El cine, como cualquier arte en pleno siglo XXI, tiene dos facetas claramente diferenciadas, una con carácter de industria y otra con carácter artístico. Unos productos cinematográficos apuestan claramente por la industria, por dar al espectador lo que quiere ver con el objetivo de recaudar el máximo dinero posible, en una actitud tan necesaria como loable, y otros se la juegan a doble o nada tratando de hacer arte con las imágenes obviando los cánones más ortodoxos y dejando huella en el espectador que abandona la sala de cine amando u odiando el espectáculo que acaba de visionar. El resto, los menos, combinan ambas facetas ofreciéndonos auténticas obras maestras que todos guardamos en nuestra retina.

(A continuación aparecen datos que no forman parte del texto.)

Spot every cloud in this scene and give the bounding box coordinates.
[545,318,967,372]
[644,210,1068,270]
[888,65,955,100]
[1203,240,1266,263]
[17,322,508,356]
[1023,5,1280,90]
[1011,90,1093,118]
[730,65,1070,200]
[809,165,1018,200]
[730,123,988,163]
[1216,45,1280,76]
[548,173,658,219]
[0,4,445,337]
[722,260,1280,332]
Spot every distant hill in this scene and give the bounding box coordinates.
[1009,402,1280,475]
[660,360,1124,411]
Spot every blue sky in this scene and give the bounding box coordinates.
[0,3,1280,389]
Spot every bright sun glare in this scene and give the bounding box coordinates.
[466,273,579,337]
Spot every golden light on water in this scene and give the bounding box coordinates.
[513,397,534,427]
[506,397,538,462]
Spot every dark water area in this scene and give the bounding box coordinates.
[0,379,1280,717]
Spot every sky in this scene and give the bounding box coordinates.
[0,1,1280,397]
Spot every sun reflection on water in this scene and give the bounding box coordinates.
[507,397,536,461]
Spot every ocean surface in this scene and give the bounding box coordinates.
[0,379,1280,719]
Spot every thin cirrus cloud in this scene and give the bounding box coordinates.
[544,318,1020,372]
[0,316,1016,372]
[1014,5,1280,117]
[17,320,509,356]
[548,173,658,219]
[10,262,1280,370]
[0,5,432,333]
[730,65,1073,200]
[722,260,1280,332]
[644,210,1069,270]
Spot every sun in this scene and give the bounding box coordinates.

«Holy Motors» no es una obra maestra, no te creas, pero sí una apuesta artística de gran calado, un paseo por el alambre del aguante del espectador que asiste a un juego visual ciertamente estrambótico que en algunos momentos funciona pero que en otros cae en la chabacanería y en el exceso, en su acepción más negativa. Leos Carax, el director, nunca deja indiferente a nadie y si ya nos dejó exhaustos con su «Pola X», con esta «Holy Motors» reincide en sus aciertos y en sus errores para completar una película hipnótica aunque algo irregular.
La película se desarrolla a través de una serie de episodios ciertamente inconexos entre sí en los que Áscar, el personaje que borda Lavant, el actor fetiche de Carax, se adentra en universos paralelos dentro de la sociedad de nuestros días en función del guión que va encontrando en su limusina, vehículo físico que nos va llevando de una situación a la siguiente. Si Carax hubiera dado con la tecla necesaria como para dotarles de una continuidad espacio-temporal el resultado final hubiera quedado más redondo, aunque, para ser justos, es muy probable que ni siquiera le interesara buscar esa continuidad en su afán por conseguir impactar visualmente a cualquier precio.
En definitiva, «Holy Motors», tan aclamada como despreciada, es una película que no te dejará indiferente, o la odiarás o la amarás, ajena a la ortodoxia cinéfila de nuestros días aporta una dosis de extravagancia que siempre es bienvenida aunque mucho me temo que el valor real de la cinta de Carax está algo sobrevalorado como consecuencia del nulo nivel artístico del cine de hoy en día, lo que hace que todos los críticos del mundo se vengan arriba cuando encuentran algo mínimamente diferente y atrevido.
Una película para ver en soledad y practicar el onanismo intelectual más subyugante.